Si tratta di 75 milioni di dollari di investimenti da parte di Mubadala e 75 milioni di dollari da parte di Abu Dhabi Catalyst Partners e altri 75 milioni di dollari investiti. Secondo il dirigente di Mubadala Faris Sohail Faris al-Mazrui, “la base di utenti di Telegram ha raggiunto una massa critica che la colloca tra i giganti tecnologici globali”.

Il messaggero è stato presentato, insieme a Signal, dopo le polemiche sulla privacy su WhatsApp, il suo più grande rivale. A gennaio, l’app ha superato i 500 milioni di utenti attivi mensili in tutto il mondo. In Brasile, Telegram è già presente nel 45% dei telefoni cellulari. L’elevata domanda ha anche generato molta spesa per le infrastrutture, il che ha lasciato l’applicazione in una situazione finanziaria delicata per qualche tempo.
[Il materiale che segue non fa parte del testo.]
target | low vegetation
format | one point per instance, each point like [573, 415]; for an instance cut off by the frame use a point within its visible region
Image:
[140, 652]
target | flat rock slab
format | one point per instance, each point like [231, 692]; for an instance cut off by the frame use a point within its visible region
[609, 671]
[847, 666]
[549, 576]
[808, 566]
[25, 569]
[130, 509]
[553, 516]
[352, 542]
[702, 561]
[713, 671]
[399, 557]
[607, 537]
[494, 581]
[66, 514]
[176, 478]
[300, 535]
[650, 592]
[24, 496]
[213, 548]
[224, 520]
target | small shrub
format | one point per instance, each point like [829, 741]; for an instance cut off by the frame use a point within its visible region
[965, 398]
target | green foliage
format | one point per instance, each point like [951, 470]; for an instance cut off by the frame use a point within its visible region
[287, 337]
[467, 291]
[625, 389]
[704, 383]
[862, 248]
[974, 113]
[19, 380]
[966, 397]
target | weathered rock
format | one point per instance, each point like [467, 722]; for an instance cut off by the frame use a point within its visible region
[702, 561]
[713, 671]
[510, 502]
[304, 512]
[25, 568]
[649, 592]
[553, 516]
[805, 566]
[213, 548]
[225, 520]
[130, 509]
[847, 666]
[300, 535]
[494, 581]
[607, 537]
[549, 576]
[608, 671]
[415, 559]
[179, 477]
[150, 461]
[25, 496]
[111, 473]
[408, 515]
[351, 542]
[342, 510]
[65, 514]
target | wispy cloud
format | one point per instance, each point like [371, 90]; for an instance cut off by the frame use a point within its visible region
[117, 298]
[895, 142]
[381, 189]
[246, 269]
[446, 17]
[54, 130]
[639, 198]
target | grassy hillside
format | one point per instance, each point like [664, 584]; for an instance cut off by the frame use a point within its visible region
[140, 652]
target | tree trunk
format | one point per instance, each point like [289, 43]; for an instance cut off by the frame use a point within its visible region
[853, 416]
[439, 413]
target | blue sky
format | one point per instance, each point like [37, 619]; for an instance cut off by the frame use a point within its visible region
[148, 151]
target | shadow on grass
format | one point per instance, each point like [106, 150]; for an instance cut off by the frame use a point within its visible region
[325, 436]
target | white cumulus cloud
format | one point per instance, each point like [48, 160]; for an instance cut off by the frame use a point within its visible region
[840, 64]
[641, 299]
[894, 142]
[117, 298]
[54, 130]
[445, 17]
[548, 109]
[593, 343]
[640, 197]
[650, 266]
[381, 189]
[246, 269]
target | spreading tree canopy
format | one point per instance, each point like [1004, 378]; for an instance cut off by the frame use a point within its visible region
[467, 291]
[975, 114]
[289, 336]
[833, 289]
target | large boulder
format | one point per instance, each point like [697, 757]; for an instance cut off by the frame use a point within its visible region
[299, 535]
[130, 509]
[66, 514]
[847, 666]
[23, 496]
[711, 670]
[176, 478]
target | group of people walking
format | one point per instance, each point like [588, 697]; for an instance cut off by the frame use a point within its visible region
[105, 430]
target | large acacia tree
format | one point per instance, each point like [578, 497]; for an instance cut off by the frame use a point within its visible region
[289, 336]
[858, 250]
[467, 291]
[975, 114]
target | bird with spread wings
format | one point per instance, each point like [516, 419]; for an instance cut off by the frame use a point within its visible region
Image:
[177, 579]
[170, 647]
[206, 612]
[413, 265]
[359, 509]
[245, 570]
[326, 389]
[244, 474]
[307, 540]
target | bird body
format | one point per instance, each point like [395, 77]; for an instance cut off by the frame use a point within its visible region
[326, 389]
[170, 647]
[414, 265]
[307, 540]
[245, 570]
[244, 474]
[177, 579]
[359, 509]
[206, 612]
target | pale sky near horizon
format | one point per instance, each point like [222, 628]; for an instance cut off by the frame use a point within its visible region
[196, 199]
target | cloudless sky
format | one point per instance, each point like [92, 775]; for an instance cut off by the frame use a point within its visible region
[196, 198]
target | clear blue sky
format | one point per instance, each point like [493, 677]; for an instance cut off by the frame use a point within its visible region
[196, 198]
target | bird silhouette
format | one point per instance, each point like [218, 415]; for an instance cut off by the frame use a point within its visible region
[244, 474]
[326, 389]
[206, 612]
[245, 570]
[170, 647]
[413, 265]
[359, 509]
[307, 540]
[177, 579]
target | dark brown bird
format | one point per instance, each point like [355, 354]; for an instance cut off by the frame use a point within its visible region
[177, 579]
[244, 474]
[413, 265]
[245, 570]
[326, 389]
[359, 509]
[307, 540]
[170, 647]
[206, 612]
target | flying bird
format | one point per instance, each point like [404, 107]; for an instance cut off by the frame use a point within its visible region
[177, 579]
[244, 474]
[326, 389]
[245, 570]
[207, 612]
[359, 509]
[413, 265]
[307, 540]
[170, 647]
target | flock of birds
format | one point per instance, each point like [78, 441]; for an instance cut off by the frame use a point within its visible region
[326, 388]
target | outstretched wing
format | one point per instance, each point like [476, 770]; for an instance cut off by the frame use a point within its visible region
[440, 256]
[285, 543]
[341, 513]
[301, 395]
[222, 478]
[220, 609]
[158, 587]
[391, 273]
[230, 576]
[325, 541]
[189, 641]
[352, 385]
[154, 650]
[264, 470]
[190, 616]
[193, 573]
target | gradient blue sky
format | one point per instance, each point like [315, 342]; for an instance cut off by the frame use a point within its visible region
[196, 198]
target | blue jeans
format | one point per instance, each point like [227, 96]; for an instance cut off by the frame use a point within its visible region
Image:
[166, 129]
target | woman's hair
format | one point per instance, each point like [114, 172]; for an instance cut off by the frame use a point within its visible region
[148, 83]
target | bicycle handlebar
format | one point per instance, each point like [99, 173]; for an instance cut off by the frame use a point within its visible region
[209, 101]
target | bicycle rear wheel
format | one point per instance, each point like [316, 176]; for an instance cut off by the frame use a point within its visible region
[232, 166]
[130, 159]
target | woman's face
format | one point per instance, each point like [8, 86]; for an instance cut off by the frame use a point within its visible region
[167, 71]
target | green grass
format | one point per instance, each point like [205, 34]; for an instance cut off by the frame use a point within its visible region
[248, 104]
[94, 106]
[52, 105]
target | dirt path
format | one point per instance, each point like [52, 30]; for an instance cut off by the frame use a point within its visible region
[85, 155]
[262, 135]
Durov non è entrato nei dettagli degli altri investitori, ma ha dichiarato che tra questi c’erano “alcuni degli investitori più grandi ed esperti del mondo”. Telegram ha già sede negli Emirati Arabi Uniti e prevede di aprire un nuovo ufficio ad Abu Dhabi dopo il nuovo investimento.

Telegram resta fermo con i piani di monetizzazione
Alla fine del 2020, Pavel Durov ha annunciato piani per includere annunci sui canali pubblici, con l’obiettivo di raccogliere fondi per finanziare server e altre spese di traffico. Durov ha anche considerato il rilascio di adesivi a pagamento, con funzionalità aggiuntive.

L’imprenditore russo ha approfittato dell’annuncio sulla raccolta fondi per rafforzare la sua strategia di monetizzazione – ha detto, l’importo verrà utilizzato anche per aiutare con i piani di espansione di Telegram, che include lo sviluppo di risorse per monetizzare l’app.